Kubernetes API Server Certificate

Next, we’ll generate a certificate for the Kubernetes API server. The API server is the central component that handles communication between all other Kubernetes components and external clients, acting as the gateway to the cluster.

This certificate is critical because it ensures that all communication with the API server is secure and trusted. The certificate will authenticate the API server's interactions with the controller nodes, worker nodes, and other clients, protecting the integrity and confidentiality of data exchanged in the cluster.

{

cat > kubernetes-csr.json << EOF
{
  "CN": "kubernetes",
  "key": {
    "algo": "rsa",
    "size": 2048
  },
  "names": [
    {
      "C": "US",
      "L": "Portland",
      "O": "Kubernetes",
      "OU": "Kubernetes The Hard Way",
      "ST": "Oregon"
    }
  ]
}
EOF

cfssl gencert \
  -ca=ca.pem \
  -ca-key=ca-key.pem \
  -config=ca-config.json \
  -hostname=10.32.0.1,172.34.0.0,controller0.mylabserver.com,172.34.0.1,controller1.mylabserver.com,172.34.2.0,kubernetes.mylabserver.com,127.0.0.1,localhost,kubernetes.default \
  -profile=kubernetes \
  kubernetes-csr.json | cfssljson -bare kubernetes

}

This is a server certificate that the Kubernetes API server uses to enable secure access to the API over TLS. It includes the internal IP addresses and hostnames of the components that will connect to the API, such as the controllers and their respective IP addresses, as well as the load balancer.

Kubernetes Service Account Key Pair

Next, we need to generate a Kubernetes service account key pair.

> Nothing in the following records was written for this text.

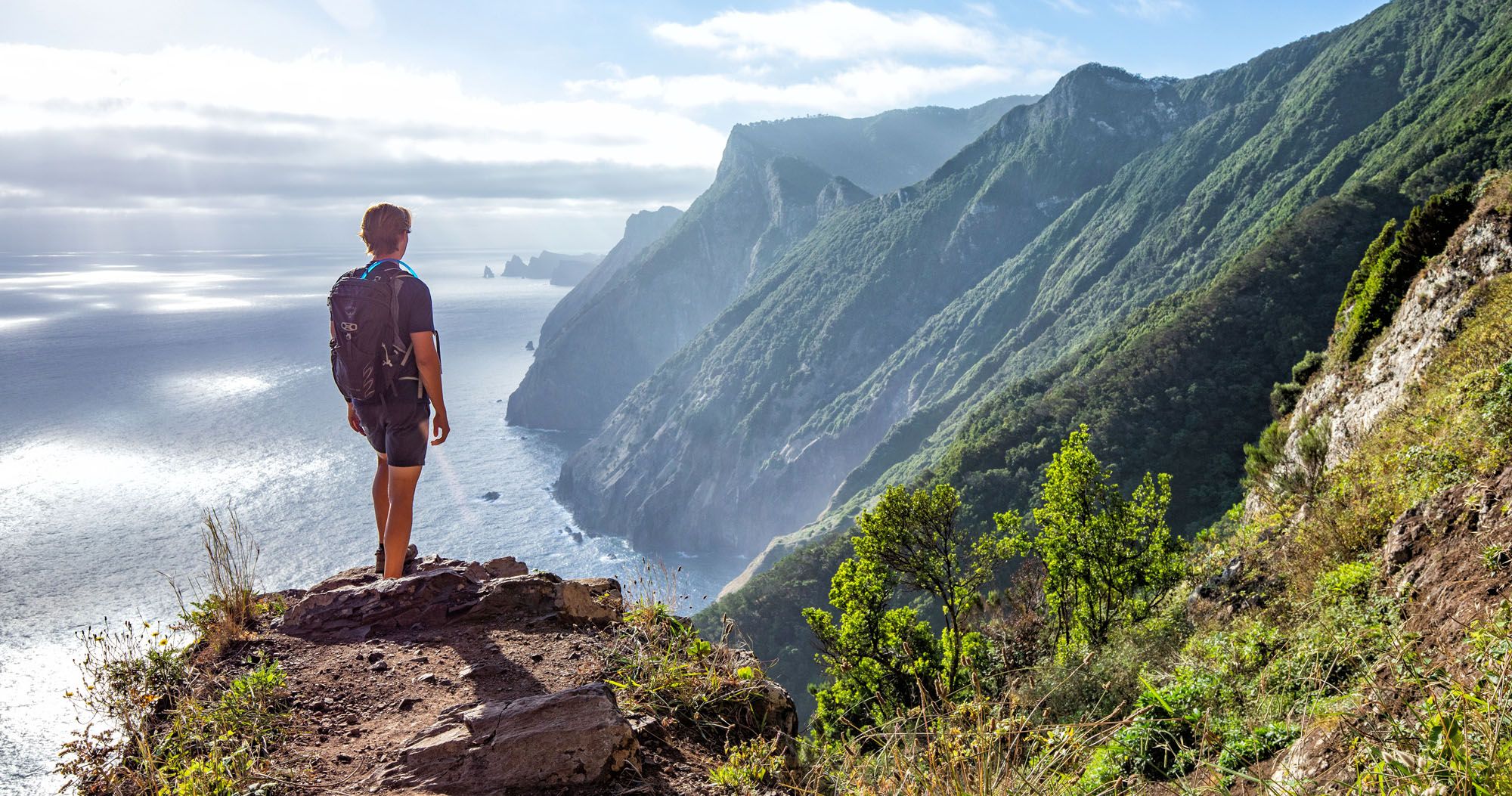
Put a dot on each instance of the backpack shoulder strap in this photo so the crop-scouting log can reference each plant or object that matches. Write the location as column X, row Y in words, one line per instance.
column 376, row 264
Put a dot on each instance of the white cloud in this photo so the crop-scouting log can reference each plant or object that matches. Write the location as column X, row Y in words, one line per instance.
column 866, row 88
column 829, row 31
column 382, row 111
column 1070, row 5
column 1154, row 10
column 878, row 61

This certificate is used to sign service account tokens, which allow pods to authenticate with the API server securely.

{

cat > service-account-csr.json << EOF
{
"CN": "service-accounts",
"key": {
"algo": "rsa",
"size": 2048
},
"names": [
{
"C": "US",
"L": "Portland",
"O": "Kubernetes",
"OU": "Kubernetes The Hard Way",
"ST": "Oregon"
}
]
}
EOF

cfssl gencert
-ca=ca.pem
-ca-key=ca-key.pem
-config=ca-config.json
-profile=kubernetes
service-account-csr.json | cfssljson -bare service-account

}

Conclusion

Now that we have generated all the necessary certificates, we are well-prepared for the next steps in setting up our Kubernetes cluster. These certificates ensure secure communication between the various components, allowing them to authenticate and trust each other.

With these certificates in place, we can proceed to install and configure the Kubernetes components effectively. This will include setting up the API server, controllers, worker nodes, and other essential services. Each component will utilize its respective certificates to establish secure connections, ensuring that our cluster operates securely and efficiently.

We’ll cover the installation process in detail in another post, where we’ll guide you through deploying the Kubernetes components, configuring networking, and verifying that everything is working as intended. This foundational work with certificates is crucial, as it sets the stage for a secure and reliable Kubernetes environment.